Descritto dal povero Ranocchio, il compagno più debole e malato da lui tiranneggiato, beffeggiato e picchiato, Malpelo è semplicemente un essere misterioso e imprevedibile, che si finge amico ma che poi ti picchia, che ha la tua stessa età ma che ti tiranneggia senza motivo e dalla cui forza brutale non è possibile difendersi … Agli adulti, tuttavia, non è concesso fermarsi alle manifestazioni esteriori di questo fenomeno senza fare riferimento al contesto sociale e/o familiare nel quale è inserito.
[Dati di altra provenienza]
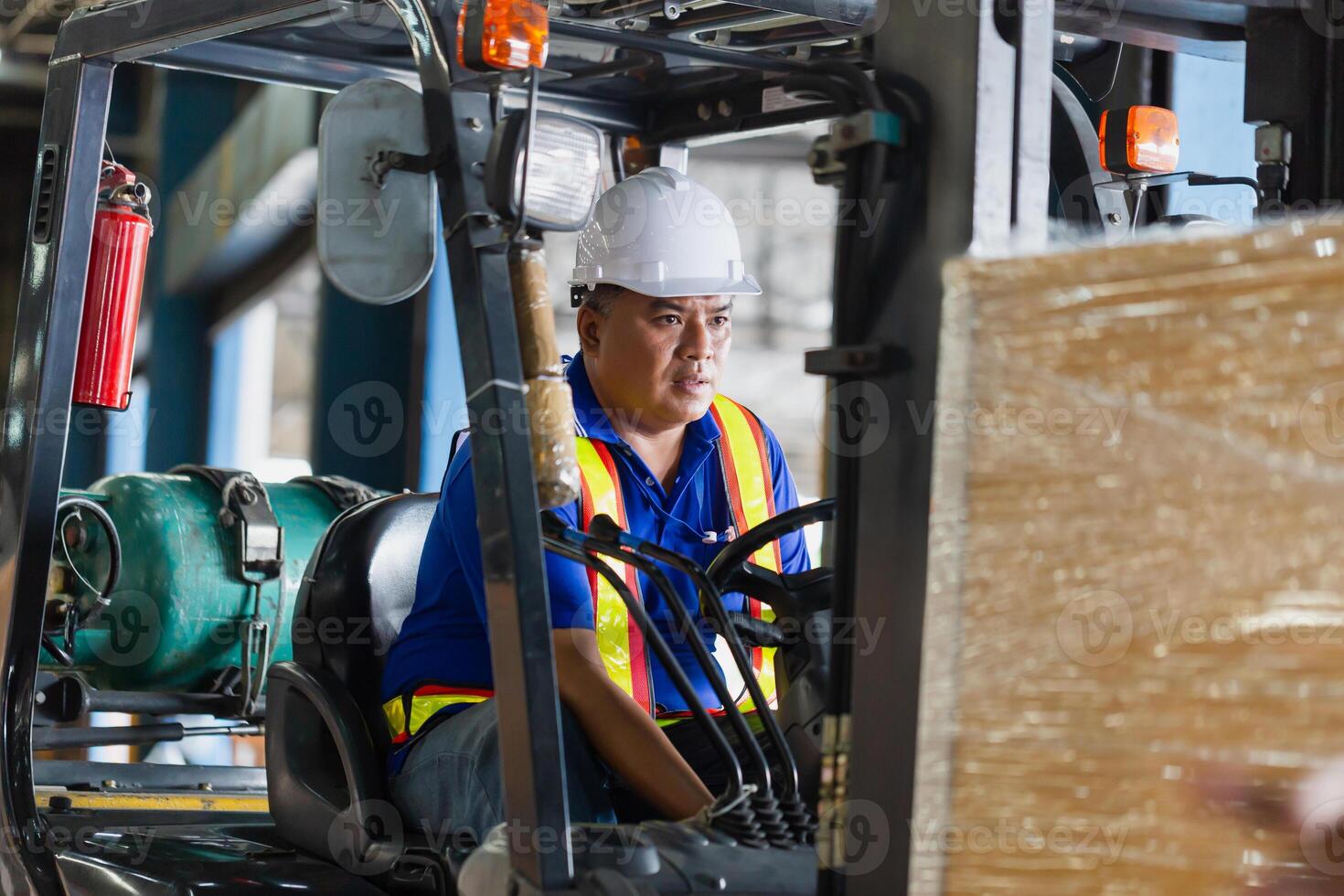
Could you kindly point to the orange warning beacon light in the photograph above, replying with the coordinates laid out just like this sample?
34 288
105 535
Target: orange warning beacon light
1148 143
503 34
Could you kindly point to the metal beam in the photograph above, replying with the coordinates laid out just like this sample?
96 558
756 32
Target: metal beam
128 31
517 607
1295 66
968 139
34 446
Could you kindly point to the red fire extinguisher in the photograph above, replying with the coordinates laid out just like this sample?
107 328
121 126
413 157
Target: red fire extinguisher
122 231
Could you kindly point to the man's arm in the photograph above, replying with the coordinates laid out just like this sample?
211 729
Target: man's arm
794 547
623 733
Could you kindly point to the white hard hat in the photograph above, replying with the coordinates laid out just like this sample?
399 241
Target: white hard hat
661 234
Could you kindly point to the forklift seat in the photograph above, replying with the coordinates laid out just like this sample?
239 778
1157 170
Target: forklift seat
325 733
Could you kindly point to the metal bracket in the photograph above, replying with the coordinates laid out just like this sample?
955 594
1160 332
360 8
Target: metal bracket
389 160
245 507
855 360
846 133
864 128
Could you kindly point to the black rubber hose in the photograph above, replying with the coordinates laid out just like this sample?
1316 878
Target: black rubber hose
818 83
105 521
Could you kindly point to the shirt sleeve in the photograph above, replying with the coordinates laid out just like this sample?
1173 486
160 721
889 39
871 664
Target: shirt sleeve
571 602
794 547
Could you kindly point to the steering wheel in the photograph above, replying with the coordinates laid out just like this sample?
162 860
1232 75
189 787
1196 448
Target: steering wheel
795 595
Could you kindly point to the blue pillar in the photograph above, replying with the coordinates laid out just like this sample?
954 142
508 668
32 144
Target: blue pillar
365 391
197 109
443 409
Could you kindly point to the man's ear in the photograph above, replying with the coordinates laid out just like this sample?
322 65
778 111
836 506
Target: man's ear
591 331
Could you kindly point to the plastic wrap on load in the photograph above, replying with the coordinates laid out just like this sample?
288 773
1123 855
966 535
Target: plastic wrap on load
549 403
1135 661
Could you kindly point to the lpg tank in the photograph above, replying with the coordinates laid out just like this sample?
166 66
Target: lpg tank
176 618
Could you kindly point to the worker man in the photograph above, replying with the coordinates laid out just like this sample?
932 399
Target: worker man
657 269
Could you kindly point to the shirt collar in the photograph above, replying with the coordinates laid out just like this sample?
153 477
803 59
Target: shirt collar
593 422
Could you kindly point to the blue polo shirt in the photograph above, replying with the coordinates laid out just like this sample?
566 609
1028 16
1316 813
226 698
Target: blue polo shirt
443 640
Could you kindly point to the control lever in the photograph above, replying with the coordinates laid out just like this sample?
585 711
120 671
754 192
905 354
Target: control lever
603 529
571 543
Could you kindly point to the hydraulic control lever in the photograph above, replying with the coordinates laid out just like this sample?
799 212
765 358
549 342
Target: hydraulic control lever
731 813
789 806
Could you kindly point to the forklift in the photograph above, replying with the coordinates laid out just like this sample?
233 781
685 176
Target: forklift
966 132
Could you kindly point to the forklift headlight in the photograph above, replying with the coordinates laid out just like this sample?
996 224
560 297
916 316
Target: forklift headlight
560 177
1138 140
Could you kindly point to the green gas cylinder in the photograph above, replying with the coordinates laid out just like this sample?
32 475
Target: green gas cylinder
180 609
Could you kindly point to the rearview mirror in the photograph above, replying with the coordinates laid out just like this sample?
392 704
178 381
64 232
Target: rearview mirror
377 232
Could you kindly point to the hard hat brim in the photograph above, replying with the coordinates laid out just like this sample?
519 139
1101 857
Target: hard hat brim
748 285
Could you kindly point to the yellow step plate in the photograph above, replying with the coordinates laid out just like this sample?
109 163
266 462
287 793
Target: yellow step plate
179 801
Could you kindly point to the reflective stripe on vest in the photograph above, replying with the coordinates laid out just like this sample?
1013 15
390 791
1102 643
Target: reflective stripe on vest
746 473
618 638
746 470
423 703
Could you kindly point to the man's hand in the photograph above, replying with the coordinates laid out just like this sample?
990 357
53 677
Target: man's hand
623 733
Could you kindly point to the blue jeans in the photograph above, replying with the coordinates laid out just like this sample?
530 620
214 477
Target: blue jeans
451 781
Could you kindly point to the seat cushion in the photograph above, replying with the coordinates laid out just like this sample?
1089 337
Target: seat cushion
357 590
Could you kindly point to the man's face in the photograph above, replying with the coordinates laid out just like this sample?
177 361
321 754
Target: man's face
659 357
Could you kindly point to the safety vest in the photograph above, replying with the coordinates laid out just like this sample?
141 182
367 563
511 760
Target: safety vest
746 473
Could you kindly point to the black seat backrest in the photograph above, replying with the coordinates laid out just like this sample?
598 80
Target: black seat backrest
357 592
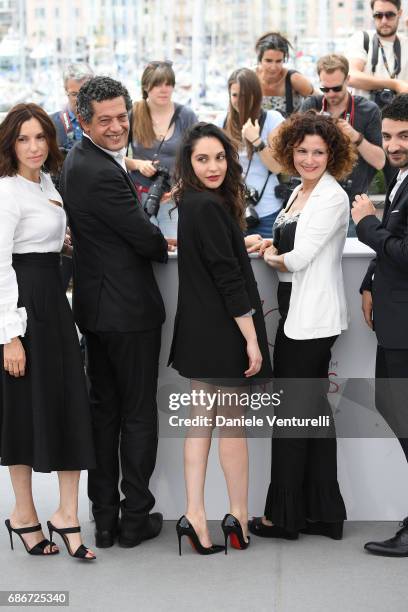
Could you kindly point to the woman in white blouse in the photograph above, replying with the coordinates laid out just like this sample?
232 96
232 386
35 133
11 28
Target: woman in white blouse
309 237
45 420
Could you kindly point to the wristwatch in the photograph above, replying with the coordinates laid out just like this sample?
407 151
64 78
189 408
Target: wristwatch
260 147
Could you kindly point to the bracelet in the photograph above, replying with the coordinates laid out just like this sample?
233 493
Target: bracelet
359 140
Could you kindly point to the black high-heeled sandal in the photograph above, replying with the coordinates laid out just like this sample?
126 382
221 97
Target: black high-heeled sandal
232 528
80 552
184 527
38 549
330 530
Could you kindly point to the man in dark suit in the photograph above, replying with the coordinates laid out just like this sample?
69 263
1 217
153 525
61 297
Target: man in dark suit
385 292
69 131
118 307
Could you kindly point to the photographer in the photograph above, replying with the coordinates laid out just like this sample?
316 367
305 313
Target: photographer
356 116
157 127
379 60
251 130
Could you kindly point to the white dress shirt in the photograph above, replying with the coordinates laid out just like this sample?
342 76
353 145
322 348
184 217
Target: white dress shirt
29 223
118 156
402 174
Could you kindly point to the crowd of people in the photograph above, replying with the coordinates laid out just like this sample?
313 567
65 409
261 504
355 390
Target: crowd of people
142 179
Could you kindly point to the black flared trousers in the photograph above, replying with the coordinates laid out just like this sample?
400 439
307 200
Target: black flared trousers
122 370
304 482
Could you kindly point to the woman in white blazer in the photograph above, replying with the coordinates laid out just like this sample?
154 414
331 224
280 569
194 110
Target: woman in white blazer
309 236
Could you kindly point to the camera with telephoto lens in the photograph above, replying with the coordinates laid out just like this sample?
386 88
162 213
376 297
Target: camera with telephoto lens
157 189
251 197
Leggendo la storia di Malpelo, è facile commuoversi per lui, per Ranocchio e per l’asino grigio. I tre sono più vicini di quanto si pensi sebbene, con buona probabilità, l’asino e Ranocchio, sotto il peso delle sevizie quotidiane, odiassero e a ragione quel piccolo aguzzino. Non si riesce, invece, ad essere clementi con quei "Grandi" che, per raddrizzarlo, hanno continuato a picchiarlo e punirlo né con chi l’ha semplicemente etichettato come cattivo né con chi, vestito di ipocrisia, si è vergognato e si è disperato per quel figlio disgraziato.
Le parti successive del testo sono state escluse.